On March 10, California lender Silicon Valley Bank (SVB) collapsed, with its fall rapidly followed by the failure of another regional US lender and the merger under pressure of Switzerland's Credit Suisse with domestic rival UBS.
"These events suggest a need to strengthen our supervision and regulation of institutions that are the size of Silicon Valley Bank," Powell said.
When SVB failed, it was clear that a number of standard assumptions from a regulatory standpoint "were wrong," the Fed chairman said, notably about what a modern-day bank run looked like.
"What a bank run used to look like was people standing in line at an ATM," but what happened at SVB "wasn't about ATMs, it was about people on their phones... able to move money very quickly," he said.
"So the run was much faster than anything, and that needs to be reflected in our regulation as well as our supervision."
In an April report into SVB's collapse, the Fed called for greater banking oversight while admitting its own supervisors had failed to take forceful enough action after identifying issues at the high-tech lender.
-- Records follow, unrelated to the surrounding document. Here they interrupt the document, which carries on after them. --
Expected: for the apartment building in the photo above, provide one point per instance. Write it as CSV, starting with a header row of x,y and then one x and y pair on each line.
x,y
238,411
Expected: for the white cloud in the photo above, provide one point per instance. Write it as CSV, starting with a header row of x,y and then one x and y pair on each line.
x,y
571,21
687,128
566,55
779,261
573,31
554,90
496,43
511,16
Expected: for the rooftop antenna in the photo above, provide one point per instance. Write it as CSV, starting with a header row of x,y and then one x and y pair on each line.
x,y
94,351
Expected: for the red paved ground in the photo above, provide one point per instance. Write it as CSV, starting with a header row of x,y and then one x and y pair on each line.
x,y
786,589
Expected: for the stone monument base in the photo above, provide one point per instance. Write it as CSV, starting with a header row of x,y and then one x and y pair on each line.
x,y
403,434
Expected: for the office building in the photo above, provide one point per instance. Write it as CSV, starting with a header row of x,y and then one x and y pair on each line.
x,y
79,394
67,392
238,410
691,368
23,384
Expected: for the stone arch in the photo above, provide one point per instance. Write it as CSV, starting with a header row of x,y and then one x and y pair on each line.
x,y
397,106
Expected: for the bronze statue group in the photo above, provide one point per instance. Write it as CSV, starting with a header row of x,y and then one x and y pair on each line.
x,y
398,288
Powell said that although the Fed's supervisors were looking at the right issues, they were operating "under a standard playbook where you escalate things fairly carefully, fairly slowly" so the idea was to develop supervisory practises that were "more agile and where appropriate, more forceful".
The collapsed banks shared two common characteristics: "very poor interest rate risk management and... a funding model involving large amounts of uninsured deposits".
"We supervise many institutions and we're... working with them on improving their interest rate risk management and their funding model," he said.
The bank runs and the failures of 2023 were "painful reminders that we cannot predict all of the stresses that will inevitably come with time and chance," Powell added, saying it was crucial not to "grow complacent about the financial system's resilience".